UNM Computer Science

Data Mining



Sponsors

Paul Helman

Bob Veroff

The analysis of information is an area of Computer Science rapidly growing in importance. Data mining is an umbrella term that applies to a multitude of techniques for extracting from massive quantities of information various types of important, interesting, or unexpected phenomena. Because the information of interest is of a wide variety of natures, and because the type of phenomena which we seek varies and often is ill defined, many diverse technologies must be developed and applied in novel ways.
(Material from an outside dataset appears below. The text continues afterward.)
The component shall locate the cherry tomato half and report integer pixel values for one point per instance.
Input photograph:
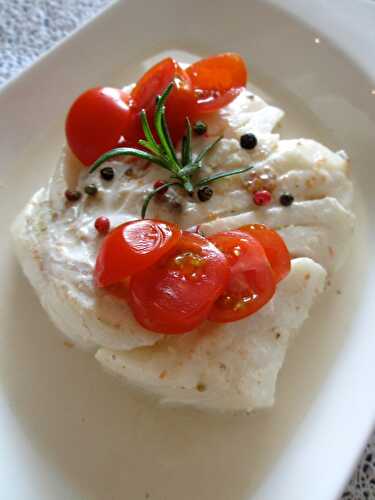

Our motivating applications are characterized by problems in which we are presented with a huge quantity of information, of which only a small fraction is of particular interest. Since it often is costly to determine whether an individual item truly is interesting (e.g., by investigating the source of that information), resource limitations require that we prioritize the information so that the few items of interest are the ones we choose to pursue. By providing a prioritization, rather than simply a classification, the boundary separating the items eliciting decisions to pursue or not is dynamic; one can pursue the highest ranked items until time, money, or interest is exhausted, and the remaining items implicitly are discarded.

We are engaged in an ongoing effort to develop prioritization systems, with our research emphasizing algorithmic and statistical components of the solution. The value of such prioritization systems is ever increasing in the context of today's information explosion, where one often is flooded with an overwhelming quantity of information and must make snap decisions under uncertainty. Important application areas include computer security, telecommunications, document retrieval, radio astronomy, and biomedical testing.